As one of the most misunderstood marketing practices, the term affinity marketing is often met with some confusion.
Also referred to as partnership marketing, affinity marketing focuses on developing strategic partnerships between complementary brands and businesses. A mutually beneficial marketing strategy can then be adopted between the pair.
For example, a well-known UK car repair chain once formed a partnership with an established insurance company to offer a range of products to the insurance company’s customers.
Customers received a voucher entitling them to 25% off an MOT and service. This drives more customers to the car repair chain, whilst the insurance company benefits from commissions on every car service and MOT sold.
Without this partnership, the car repair chain would never have access to the insurance company’s data and the insurance company would not benefit from the extra income generated from the special offer.
All very simple really, however, it’s a little more sophisticated than that. What about leveraging each other’s brand values, sharing marketing expertise, research and an exchange of skills between the teams? These are all additional benefits from partaking in an affinity partnership.

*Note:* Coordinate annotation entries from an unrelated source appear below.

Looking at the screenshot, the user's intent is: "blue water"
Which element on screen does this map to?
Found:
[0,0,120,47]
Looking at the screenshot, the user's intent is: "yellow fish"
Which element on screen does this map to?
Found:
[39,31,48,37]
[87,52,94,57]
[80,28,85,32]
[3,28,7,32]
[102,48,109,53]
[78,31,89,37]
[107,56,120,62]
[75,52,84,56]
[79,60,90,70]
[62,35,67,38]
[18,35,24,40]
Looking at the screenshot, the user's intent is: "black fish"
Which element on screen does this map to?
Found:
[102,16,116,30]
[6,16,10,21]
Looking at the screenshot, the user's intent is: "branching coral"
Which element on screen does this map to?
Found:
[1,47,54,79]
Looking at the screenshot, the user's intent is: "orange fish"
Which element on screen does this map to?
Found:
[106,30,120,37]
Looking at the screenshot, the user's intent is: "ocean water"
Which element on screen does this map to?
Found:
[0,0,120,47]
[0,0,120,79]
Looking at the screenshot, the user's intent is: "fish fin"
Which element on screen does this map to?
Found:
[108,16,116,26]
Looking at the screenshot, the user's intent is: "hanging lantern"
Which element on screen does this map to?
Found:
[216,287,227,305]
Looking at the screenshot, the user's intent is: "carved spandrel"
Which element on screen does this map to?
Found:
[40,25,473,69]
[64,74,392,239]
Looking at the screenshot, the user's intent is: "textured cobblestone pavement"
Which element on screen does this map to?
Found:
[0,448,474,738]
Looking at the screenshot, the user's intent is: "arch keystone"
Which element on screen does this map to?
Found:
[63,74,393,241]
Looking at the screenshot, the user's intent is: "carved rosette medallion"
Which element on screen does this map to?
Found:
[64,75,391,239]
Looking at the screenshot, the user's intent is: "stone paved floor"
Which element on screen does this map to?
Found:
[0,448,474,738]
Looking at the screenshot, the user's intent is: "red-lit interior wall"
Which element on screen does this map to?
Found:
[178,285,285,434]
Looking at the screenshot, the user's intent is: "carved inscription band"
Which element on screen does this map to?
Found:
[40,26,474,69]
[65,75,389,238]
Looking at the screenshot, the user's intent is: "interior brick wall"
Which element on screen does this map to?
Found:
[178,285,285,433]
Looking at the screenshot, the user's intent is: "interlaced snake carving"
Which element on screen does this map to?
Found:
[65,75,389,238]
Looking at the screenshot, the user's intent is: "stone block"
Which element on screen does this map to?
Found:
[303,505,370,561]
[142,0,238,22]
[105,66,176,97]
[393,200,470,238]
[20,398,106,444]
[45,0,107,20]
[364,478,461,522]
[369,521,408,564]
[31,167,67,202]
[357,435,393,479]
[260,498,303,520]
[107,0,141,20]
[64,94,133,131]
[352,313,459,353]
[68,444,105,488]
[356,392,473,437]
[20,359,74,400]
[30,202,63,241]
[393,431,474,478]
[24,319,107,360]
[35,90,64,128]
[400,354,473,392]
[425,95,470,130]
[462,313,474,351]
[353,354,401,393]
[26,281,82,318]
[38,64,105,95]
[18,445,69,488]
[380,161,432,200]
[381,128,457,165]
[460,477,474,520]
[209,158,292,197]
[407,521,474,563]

However, there are a number of misconceptions about affinity marketing that may deter brands from developing what could potentially be a highly beneficial partnership with a complementary business...
“It’s the same as affiliate marketing.”
Despite having very similar sounding names, affiliate marketing and affinity marketing are two completely different practices.
Affiliate marketing is a pure performance-based relationship, in which you sell someone else’s products or services and get rewarded for doing so. The depth of relationship between the parties is usually quite shallow, individual brands are protected, not shared and these relationships are not particularly strong.
Affinity marketing is far more comprehensive than this. By dedicating time to matching two companies with similar brand values, a long lasting relationship can be formed where both parties benefit, working as a team during the difficult times as well as the periods of success.
“Affinity marketing takes too long to work.”
Like all new relationships, it takes time. Accept this at the beginning and be patient. If the teams, the brands, the audience, the products and services and the timing is right – it will work. It’s the early learnings from launch that will set the pace of success, but it’s well worth the wait!
Increased web traffic and immediate access to thousands/hundreds of thousands of new potential customers with lower marketing costs are a couple of the many benefits. By pinpointing the accuracy of market spend, we can expect improved conversion of enquiries and more chances of improving retention and sharing of marketing intelligence.